Update 2011dec08: In contrast to Robert Reich's hopefulness about Obama, here is a strongly negative response by Yves Smith at her Naked Capitalism blog:
Wow, I have to hand it to Obama’s spinmeisters. They’ve managed to find a way to resurrect his old hopium branding by calling it something completely different that still has many of the old associations.

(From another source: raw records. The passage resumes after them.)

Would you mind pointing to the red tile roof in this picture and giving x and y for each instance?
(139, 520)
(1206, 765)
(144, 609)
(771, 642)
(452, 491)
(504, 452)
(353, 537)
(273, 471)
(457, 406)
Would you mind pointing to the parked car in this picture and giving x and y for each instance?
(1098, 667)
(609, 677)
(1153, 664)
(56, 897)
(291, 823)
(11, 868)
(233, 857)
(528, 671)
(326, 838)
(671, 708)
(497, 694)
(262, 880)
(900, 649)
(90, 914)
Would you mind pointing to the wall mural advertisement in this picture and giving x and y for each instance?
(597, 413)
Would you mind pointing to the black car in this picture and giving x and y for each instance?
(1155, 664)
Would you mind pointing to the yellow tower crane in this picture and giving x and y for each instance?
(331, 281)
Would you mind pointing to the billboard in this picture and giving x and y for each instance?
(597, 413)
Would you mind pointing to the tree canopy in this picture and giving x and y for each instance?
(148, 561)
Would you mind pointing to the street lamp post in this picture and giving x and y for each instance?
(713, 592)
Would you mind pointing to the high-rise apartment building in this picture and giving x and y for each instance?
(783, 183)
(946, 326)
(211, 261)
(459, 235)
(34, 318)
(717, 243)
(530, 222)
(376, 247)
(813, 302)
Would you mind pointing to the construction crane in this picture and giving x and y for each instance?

And we have a twofer in Obama’s launch of his new branding as True Son of Teddy Roosevelt. Never mind that Teddy, unlike Obama, was accomplished in many walks of life and had meaningful political accomplishments (such as reforming the corrupt New York City police department) before becoming President at the tender age of 42. The second element of this finesse is that Obama is using the Rooseveltian imagery to claim he will pass legislation to get tough on Big Finance miscreants. That posture, is of course meant to underscore the idea that you just can’t get the perps with the present, weak set of laws.

...

While we have the Feds insisting that it’s just too hard to go after miscreants in finance, this week we have Nevada Attorney General Catherine Cortez Masto continuing with her step-by-step, classic prosecution strategy of going after low level organization members to roll the higher ups. As we’ve indicated, she has targeted Lender Processing Services and is going after more mid level employees. Her effort has the potential to bust open bad conduct across all major servicers. LPS has among other things, allegedly engaged in escrow abuses and charging other impermissible fees, as well as foreclosure related abuses. LPS maintains that everything it did was with the full knowledge and approval of its clients, meaning the big servicers.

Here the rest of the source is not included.